コイツ、堂々とテキトーな嘘を吐きやがって。
「そう、だったんだ……」
「てか、楓」
「え、ああ。うん。なに?」
「今週末さ、アタシら、ライブ行く予定だったじゃんか?」
「うん。そうだね」
「それ、行けなくなった」
「え?」
僕の目の前で、身内トークが繰り広げられる。内容は、すべて初耳のことばかりだし、知らなくてもいい話題だった。女子同士の、休日の予定の、話。僕には一切関係がない。これが長谷部と楓との会話だったとしたら、激しく嫉妬もするだろうけど。
「だからさ──」
けれど。
「──それ、陽平くんと行ってきたら?」
「え?」
「は?」
突如、身内話の激流に、巻き込まれることとなった。
「チケット、余っちゃうでしょ? それは勿体無くない?」
話が読めない。全く、展開が分からない。
「で、いまさっき、陽平くんと話してたらさー、彼もそのバンド好きだって言ってて。だったら、ちょうどいいじゃん、って」
そんな話をした覚えはない。

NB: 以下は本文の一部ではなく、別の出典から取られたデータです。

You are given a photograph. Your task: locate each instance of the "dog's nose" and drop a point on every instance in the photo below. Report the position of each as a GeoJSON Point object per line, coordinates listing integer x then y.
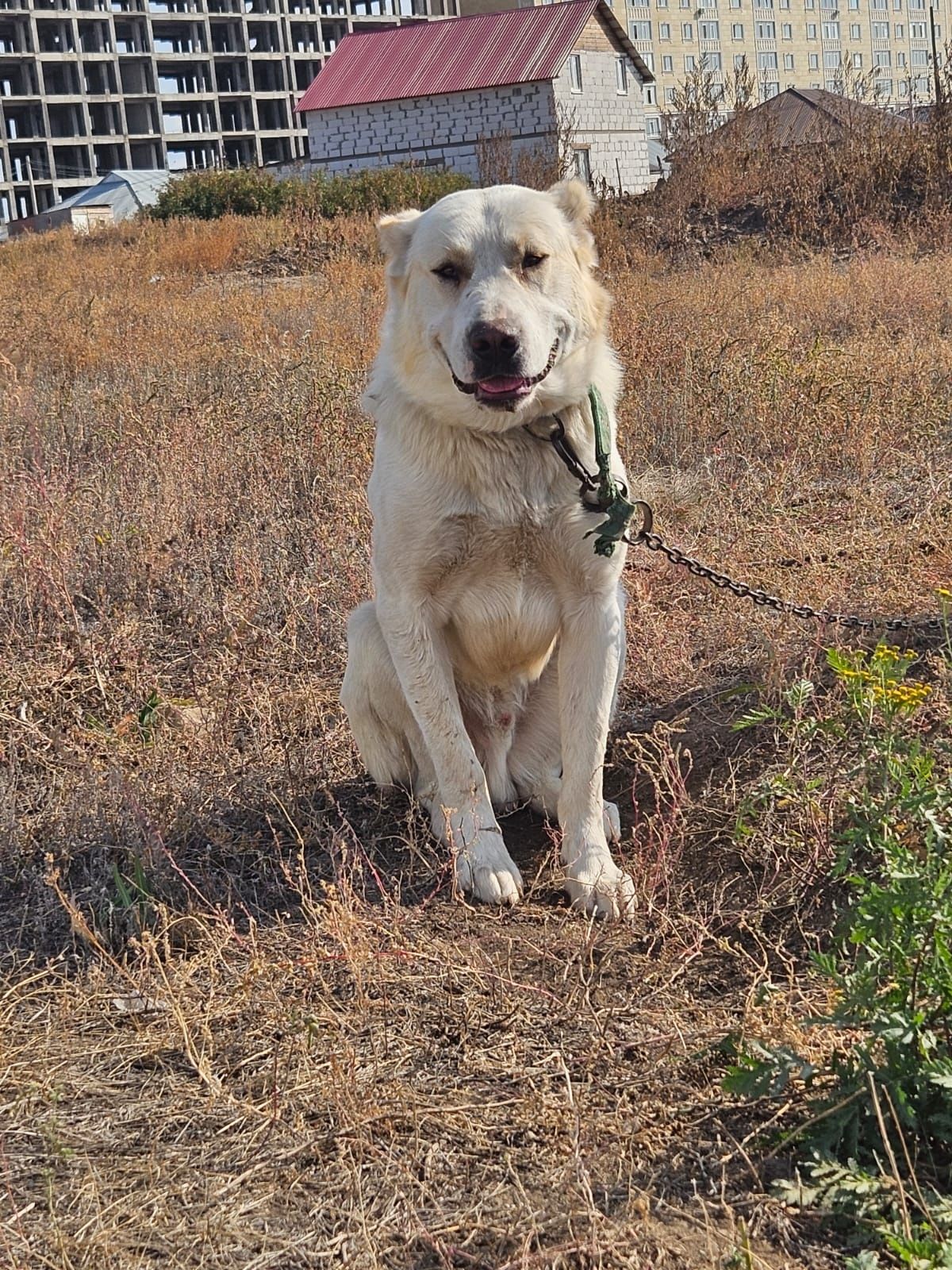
{"type": "Point", "coordinates": [493, 347]}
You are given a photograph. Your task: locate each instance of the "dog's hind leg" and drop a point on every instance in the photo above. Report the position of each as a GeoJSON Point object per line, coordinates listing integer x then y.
{"type": "Point", "coordinates": [384, 727]}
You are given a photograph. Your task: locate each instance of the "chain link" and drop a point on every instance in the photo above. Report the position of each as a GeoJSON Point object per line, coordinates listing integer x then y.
{"type": "Point", "coordinates": [655, 543]}
{"type": "Point", "coordinates": [647, 537]}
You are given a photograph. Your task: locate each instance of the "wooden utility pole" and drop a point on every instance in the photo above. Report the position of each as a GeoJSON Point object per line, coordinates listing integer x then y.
{"type": "Point", "coordinates": [32, 187]}
{"type": "Point", "coordinates": [936, 60]}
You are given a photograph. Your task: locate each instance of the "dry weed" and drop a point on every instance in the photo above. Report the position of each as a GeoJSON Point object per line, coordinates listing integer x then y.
{"type": "Point", "coordinates": [243, 1024]}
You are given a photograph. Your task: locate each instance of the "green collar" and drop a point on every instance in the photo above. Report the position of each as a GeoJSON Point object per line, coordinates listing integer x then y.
{"type": "Point", "coordinates": [612, 495]}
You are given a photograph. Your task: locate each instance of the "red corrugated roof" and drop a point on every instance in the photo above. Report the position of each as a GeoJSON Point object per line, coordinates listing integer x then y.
{"type": "Point", "coordinates": [489, 50]}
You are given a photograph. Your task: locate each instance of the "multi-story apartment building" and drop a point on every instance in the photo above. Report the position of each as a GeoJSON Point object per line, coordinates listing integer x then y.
{"type": "Point", "coordinates": [93, 86]}
{"type": "Point", "coordinates": [881, 48]}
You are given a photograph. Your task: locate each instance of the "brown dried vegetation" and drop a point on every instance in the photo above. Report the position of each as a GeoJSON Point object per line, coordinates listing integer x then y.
{"type": "Point", "coordinates": [244, 1024]}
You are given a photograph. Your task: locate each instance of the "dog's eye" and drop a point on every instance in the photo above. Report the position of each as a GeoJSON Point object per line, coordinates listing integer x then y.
{"type": "Point", "coordinates": [448, 272]}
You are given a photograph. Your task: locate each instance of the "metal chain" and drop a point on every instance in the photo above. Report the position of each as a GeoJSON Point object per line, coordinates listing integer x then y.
{"type": "Point", "coordinates": [645, 537]}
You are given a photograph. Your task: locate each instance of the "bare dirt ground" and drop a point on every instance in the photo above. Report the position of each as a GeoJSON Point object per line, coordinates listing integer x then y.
{"type": "Point", "coordinates": [244, 1022]}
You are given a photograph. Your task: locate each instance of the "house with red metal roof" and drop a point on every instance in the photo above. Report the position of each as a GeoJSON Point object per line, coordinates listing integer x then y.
{"type": "Point", "coordinates": [495, 95]}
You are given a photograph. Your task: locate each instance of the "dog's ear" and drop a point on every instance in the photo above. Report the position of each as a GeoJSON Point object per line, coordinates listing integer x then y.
{"type": "Point", "coordinates": [395, 234]}
{"type": "Point", "coordinates": [577, 203]}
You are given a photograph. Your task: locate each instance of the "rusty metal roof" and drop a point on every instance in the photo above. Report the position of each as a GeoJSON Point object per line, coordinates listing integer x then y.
{"type": "Point", "coordinates": [805, 114]}
{"type": "Point", "coordinates": [488, 50]}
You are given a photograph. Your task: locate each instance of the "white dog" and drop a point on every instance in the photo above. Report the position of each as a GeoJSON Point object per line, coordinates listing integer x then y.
{"type": "Point", "coordinates": [486, 671]}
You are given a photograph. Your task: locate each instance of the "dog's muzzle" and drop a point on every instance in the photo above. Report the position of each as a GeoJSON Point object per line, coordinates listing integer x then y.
{"type": "Point", "coordinates": [505, 391]}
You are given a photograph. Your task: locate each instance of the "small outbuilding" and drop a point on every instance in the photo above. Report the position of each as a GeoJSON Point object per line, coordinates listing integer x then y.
{"type": "Point", "coordinates": [118, 196]}
{"type": "Point", "coordinates": [486, 94]}
{"type": "Point", "coordinates": [805, 116]}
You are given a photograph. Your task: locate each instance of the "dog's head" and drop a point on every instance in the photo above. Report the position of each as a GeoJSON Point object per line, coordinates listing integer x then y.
{"type": "Point", "coordinates": [493, 311]}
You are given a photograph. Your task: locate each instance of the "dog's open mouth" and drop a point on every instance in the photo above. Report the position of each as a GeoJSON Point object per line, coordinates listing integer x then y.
{"type": "Point", "coordinates": [505, 391]}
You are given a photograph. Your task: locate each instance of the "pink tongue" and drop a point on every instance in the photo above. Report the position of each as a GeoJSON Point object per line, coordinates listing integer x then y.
{"type": "Point", "coordinates": [503, 384]}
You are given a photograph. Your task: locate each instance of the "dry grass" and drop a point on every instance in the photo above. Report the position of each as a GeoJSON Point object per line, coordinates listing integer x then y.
{"type": "Point", "coordinates": [243, 1022]}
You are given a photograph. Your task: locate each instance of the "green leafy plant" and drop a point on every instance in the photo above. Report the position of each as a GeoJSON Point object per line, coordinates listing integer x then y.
{"type": "Point", "coordinates": [881, 1104]}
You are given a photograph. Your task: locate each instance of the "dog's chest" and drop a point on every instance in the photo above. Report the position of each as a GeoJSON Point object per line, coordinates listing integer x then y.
{"type": "Point", "coordinates": [499, 598]}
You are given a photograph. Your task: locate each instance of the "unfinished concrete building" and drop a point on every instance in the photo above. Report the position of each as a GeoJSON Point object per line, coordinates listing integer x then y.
{"type": "Point", "coordinates": [93, 86]}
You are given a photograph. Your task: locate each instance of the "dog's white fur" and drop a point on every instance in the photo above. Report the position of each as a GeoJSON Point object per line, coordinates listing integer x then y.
{"type": "Point", "coordinates": [486, 671]}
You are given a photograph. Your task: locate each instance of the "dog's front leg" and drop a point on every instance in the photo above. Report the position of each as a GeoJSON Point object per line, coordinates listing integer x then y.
{"type": "Point", "coordinates": [590, 645]}
{"type": "Point", "coordinates": [461, 813]}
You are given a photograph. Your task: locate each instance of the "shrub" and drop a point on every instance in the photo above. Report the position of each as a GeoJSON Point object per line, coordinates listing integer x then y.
{"type": "Point", "coordinates": [253, 192]}
{"type": "Point", "coordinates": [881, 1099]}
{"type": "Point", "coordinates": [206, 196]}
{"type": "Point", "coordinates": [873, 177]}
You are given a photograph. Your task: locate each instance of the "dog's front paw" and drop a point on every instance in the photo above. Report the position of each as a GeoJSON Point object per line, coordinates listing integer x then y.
{"type": "Point", "coordinates": [598, 887]}
{"type": "Point", "coordinates": [611, 822]}
{"type": "Point", "coordinates": [486, 870]}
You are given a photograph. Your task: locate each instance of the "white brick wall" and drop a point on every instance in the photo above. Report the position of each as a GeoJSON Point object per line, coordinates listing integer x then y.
{"type": "Point", "coordinates": [608, 124]}
{"type": "Point", "coordinates": [447, 129]}
{"type": "Point", "coordinates": [437, 130]}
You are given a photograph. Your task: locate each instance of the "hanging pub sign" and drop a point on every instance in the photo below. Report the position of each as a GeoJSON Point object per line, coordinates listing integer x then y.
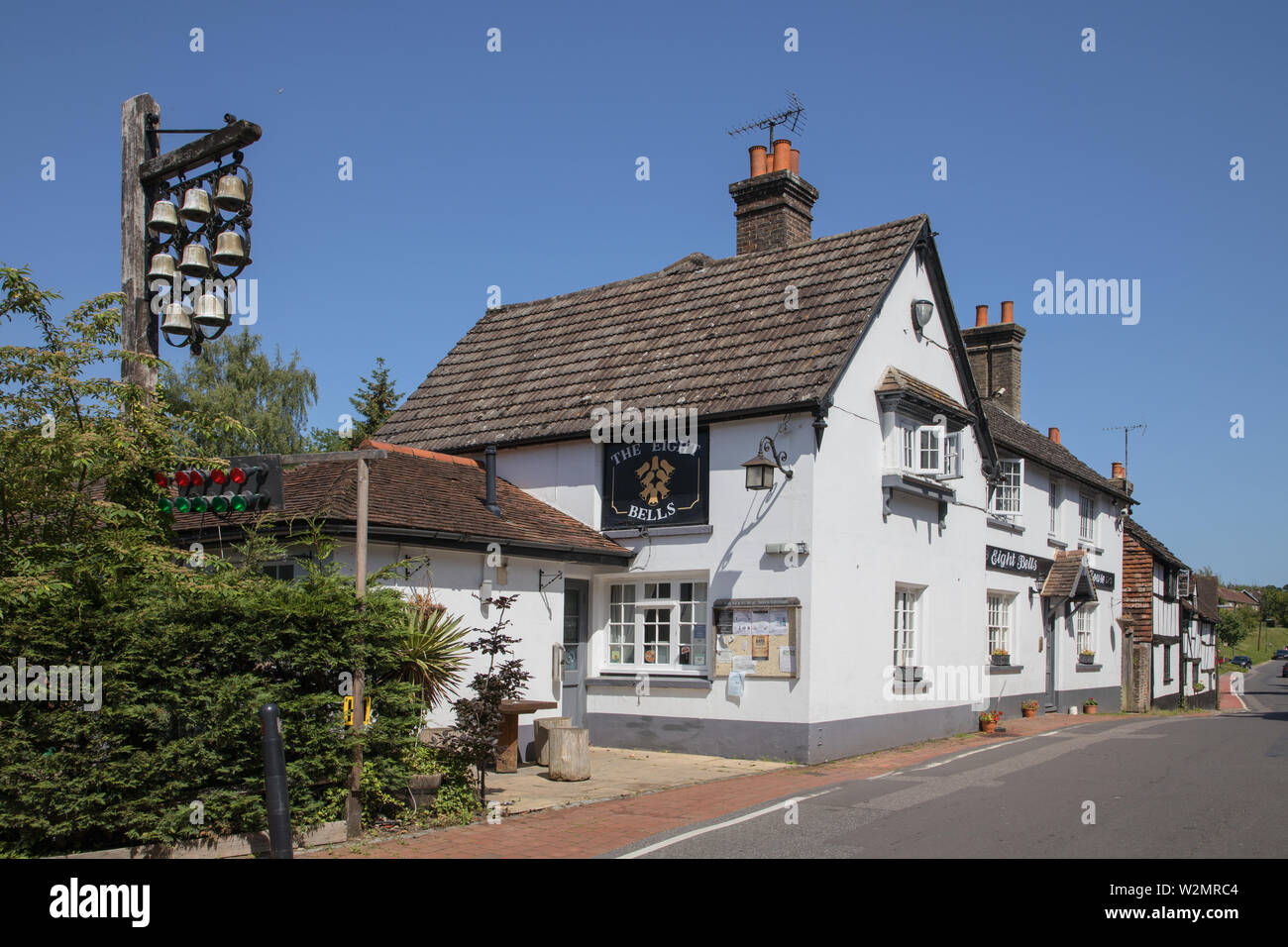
{"type": "Point", "coordinates": [1024, 565]}
{"type": "Point", "coordinates": [662, 483]}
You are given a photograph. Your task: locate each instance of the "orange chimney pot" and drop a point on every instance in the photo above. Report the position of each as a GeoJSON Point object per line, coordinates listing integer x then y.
{"type": "Point", "coordinates": [782, 155]}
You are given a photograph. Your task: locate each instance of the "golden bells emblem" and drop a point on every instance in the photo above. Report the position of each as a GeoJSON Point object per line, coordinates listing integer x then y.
{"type": "Point", "coordinates": [655, 478]}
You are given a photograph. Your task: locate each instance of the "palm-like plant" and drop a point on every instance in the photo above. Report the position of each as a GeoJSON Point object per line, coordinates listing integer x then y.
{"type": "Point", "coordinates": [433, 652]}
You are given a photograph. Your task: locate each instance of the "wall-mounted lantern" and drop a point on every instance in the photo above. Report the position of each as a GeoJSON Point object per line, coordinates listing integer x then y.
{"type": "Point", "coordinates": [760, 470]}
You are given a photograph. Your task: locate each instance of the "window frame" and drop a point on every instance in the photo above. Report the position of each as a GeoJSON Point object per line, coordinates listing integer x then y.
{"type": "Point", "coordinates": [907, 605]}
{"type": "Point", "coordinates": [1006, 600]}
{"type": "Point", "coordinates": [681, 630]}
{"type": "Point", "coordinates": [1094, 519]}
{"type": "Point", "coordinates": [1017, 515]}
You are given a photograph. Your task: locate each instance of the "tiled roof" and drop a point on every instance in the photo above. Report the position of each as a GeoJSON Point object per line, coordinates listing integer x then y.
{"type": "Point", "coordinates": [411, 492]}
{"type": "Point", "coordinates": [1061, 579]}
{"type": "Point", "coordinates": [1151, 544]}
{"type": "Point", "coordinates": [1236, 595]}
{"type": "Point", "coordinates": [1020, 438]}
{"type": "Point", "coordinates": [896, 380]}
{"type": "Point", "coordinates": [707, 334]}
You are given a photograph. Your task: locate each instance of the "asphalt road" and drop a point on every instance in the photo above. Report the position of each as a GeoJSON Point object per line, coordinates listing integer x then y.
{"type": "Point", "coordinates": [1154, 787]}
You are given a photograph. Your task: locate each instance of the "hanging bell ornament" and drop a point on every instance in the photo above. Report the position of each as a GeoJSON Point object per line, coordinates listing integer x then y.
{"type": "Point", "coordinates": [210, 312]}
{"type": "Point", "coordinates": [162, 268]}
{"type": "Point", "coordinates": [196, 205]}
{"type": "Point", "coordinates": [165, 218]}
{"type": "Point", "coordinates": [196, 261]}
{"type": "Point", "coordinates": [176, 324]}
{"type": "Point", "coordinates": [231, 193]}
{"type": "Point", "coordinates": [230, 250]}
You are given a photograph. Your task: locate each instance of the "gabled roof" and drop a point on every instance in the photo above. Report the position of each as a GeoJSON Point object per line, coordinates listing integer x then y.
{"type": "Point", "coordinates": [1069, 578]}
{"type": "Point", "coordinates": [707, 334]}
{"type": "Point", "coordinates": [437, 501]}
{"type": "Point", "coordinates": [901, 381]}
{"type": "Point", "coordinates": [1151, 544]}
{"type": "Point", "coordinates": [1018, 437]}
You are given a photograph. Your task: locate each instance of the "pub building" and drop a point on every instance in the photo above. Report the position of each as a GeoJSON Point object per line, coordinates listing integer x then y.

またしても、如月のテキトーな嘘だ。
「ま、そういうことだから」
如月が、立ち上がった。
そのまま歩き出し、僕の横を通り過ぎていく。
そのすれ違いざまのことだ。
「……上手くやれよ」
如月が、耳元で、そう小声で言った。
マジで、コイツ、何を考えている?
「じゃあ楓! また後でねー!」
如月が教室を出ていく。僕は、その背後に、駆け寄った。
しかし、すぐさま、
「よーへい」
楓の声に呼び止められ、僕は立ち止まる。
「……あの、さっきの話って……ライブのこと……」
振り向く。
「もう、話、ついてる感じ? 美紀の代わりに、よーへいが行く、って……」
黙る。なんて答えたらいいか分からなかった。
如月の思考回路にも、この急展開にも、正直、頭が追いつかない。何も分からなかった。
「はあ……。美紀、ああいうところあるんだよね。自分勝手、っていうか、自由に話を進めすぎ、っていうか……」
ただ一つだけ、分かることがあるとするならば──。
「……大丈夫? 日曜日だけど。空いてる?」楓が言った。
「……え、あ。ああ」僕は勢いに押されて、肯いた。
──僕はどうやら、日曜日、楓と出かけることになったらしい。